Organizing and Organizational Structure
Organizing arranges resources, activities, and people into a structure that enables efficient goal achievement.
Key Concepts
Division of labour: breaking work into specialised tasks. Chain of command: authority flows top to bottom. Span of control: number of subordinates per manager. Authority: right to make decisions. Delegation: assigning authority and responsibility to subordinates.
Departmentation
Grouping activities: functional (marketing, finance, IT), divisional (product, geographic, customer), matrix (dual reporting — functional + project), and team-based. Each has advantages in coordination, accountability, and flexibility.

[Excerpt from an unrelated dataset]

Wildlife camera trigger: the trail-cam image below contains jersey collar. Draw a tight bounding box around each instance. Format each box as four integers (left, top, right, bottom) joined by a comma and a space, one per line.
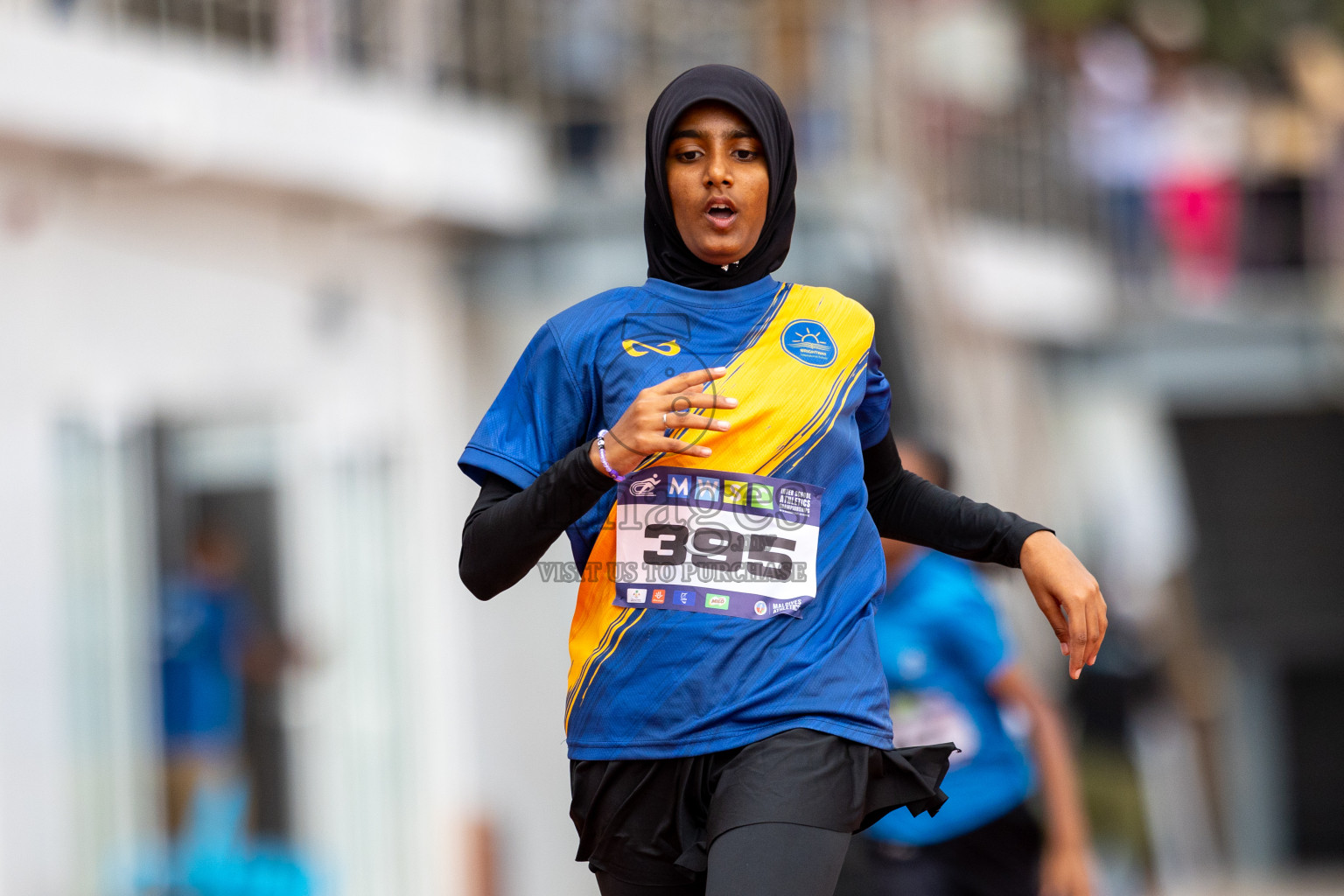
644, 276, 780, 308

Centralization vs Decentralization
Centralization: decisions at top (consistency, control). Decentralization: decisions delegated lower (speed, local responsiveness). Most organizations balance both based on environment stability, size, and philosophy.
Organizational Design
Mechanistic: rigid hierarchy, narrow spans, formal rules (stable environments). Organic: flat hierarchy, wide spans, flexible roles (dynamic environments). IT companies often use organic structures for innovation.
Modern Structures
Network organization, virtual organization, boundaryless organization, agile organization (cross-functional teams, rapid iteration, customer-focused).
Summary
Organizing creates structures enabling goal achievement. Understanding departmentation, authority, centralization, and modern designs helps create effective organizations.